As of Thursday afternoon, there were close to 4,000 pending orders, said sources in the corporation.

“For now, we are focussing on delivering pending orders for which payments have been made. The cash-on-delivery orders cannot be delivered now,” said an official.

Mukherjee said anyone who cancelled the order would get a refund and those who did not would get their orders soon.

A message on the SFDC website on Thursday read: “Due to overwhelming number of orders for home delivery of fish during the period of lockdown, no further orders are being accepted for the time being. New orders will be allowed as soon as old pending orders are delivered.” A similar message will be uploaded on the app, too, the official said.

A 53-year-old woman from Heysham Road in Bhowanipore, who works with a global consultancy firm, had ordered two kilos of dressed katla through the app on March 28. Her bill came to Rs 761, which she paid via credit card at the time of placing the order.

“I normally buy fish from a private online platform that had shut before the lockdown. I was relieved after placing the order from a government platform,” she said.

The expected date of delivery was March 29. The woman is yet to get the items.

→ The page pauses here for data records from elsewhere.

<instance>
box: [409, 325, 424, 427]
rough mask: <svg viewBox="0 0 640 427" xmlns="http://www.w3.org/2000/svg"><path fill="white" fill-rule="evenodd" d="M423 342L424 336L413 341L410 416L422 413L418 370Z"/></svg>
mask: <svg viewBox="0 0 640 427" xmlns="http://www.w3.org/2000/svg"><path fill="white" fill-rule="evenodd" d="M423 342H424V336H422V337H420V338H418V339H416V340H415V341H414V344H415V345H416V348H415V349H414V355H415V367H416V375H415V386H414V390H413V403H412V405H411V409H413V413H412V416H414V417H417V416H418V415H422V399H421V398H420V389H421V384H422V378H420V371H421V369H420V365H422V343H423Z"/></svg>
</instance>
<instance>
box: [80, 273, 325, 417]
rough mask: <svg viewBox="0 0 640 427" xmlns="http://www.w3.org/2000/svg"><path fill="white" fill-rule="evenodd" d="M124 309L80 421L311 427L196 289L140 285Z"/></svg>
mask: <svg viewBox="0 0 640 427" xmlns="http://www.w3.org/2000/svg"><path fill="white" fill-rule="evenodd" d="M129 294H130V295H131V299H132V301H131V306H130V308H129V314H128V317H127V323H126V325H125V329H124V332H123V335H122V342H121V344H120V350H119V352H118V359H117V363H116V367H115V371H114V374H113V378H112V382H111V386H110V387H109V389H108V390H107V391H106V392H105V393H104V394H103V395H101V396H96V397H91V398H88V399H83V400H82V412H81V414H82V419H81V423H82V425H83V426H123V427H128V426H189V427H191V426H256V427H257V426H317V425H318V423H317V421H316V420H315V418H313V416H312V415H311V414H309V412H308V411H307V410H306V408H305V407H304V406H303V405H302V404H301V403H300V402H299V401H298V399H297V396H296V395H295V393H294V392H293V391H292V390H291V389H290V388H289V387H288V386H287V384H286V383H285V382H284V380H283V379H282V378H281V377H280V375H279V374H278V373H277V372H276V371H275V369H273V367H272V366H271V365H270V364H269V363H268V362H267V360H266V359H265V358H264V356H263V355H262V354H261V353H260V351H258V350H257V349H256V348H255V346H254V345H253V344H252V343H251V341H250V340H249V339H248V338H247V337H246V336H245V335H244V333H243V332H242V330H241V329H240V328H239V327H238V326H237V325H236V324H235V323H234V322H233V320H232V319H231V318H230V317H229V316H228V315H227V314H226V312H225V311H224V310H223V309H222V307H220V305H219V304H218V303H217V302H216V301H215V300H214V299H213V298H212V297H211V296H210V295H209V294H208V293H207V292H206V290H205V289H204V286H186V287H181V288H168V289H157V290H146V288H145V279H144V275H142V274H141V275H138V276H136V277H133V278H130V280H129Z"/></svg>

In between, she has made multiple calls to a customer care number printed on the invoice and also sent a mail to an address mentioned on the SFDC website. But to avail. “No one picks up the phone,” she said.

A woman who lives on Ritchie Road underwent a similar experience. The chartered accountant with a power utility had ordered one kilo of katla and 500gm of parshe and bekti each on March 28.

She had paid Rs 1,694 through credit card while ordering but did not get the fish till Thursday.

“I understand there is a crisis. I don’t need a refund and won’t mind if the fish is delivered after the crisis is over. But all I need is proper communication from their end,” said the woman, who had sent a message on the SFDC enquiry portal but is yet to get a reply.

With too few private players in operation and physical markets inaccessible for many, the SFDC app has been getting a lot of online traction since the lockdown started on March 24.

Till a couple of days ago, there were around 1,000 pending orders. “The number came down to 300 on Thursday. We will deliver these orders as soon as possible,” said an official.

Mukherjee said the SFDC had tied up with an online food aggregator to deliver fish. “The delivery through the app should start from Friday. That will reduce the burden on us,” he told Metro.

The SFDC owns 900 hectares of water body for fish farming across the East Calcutta Wetlands, Salt Lake, Rajarhat, Henry’s Island, Frasergunj, Digha and other parts of the state. It produces over 15,000 metric tonnes of fish a year.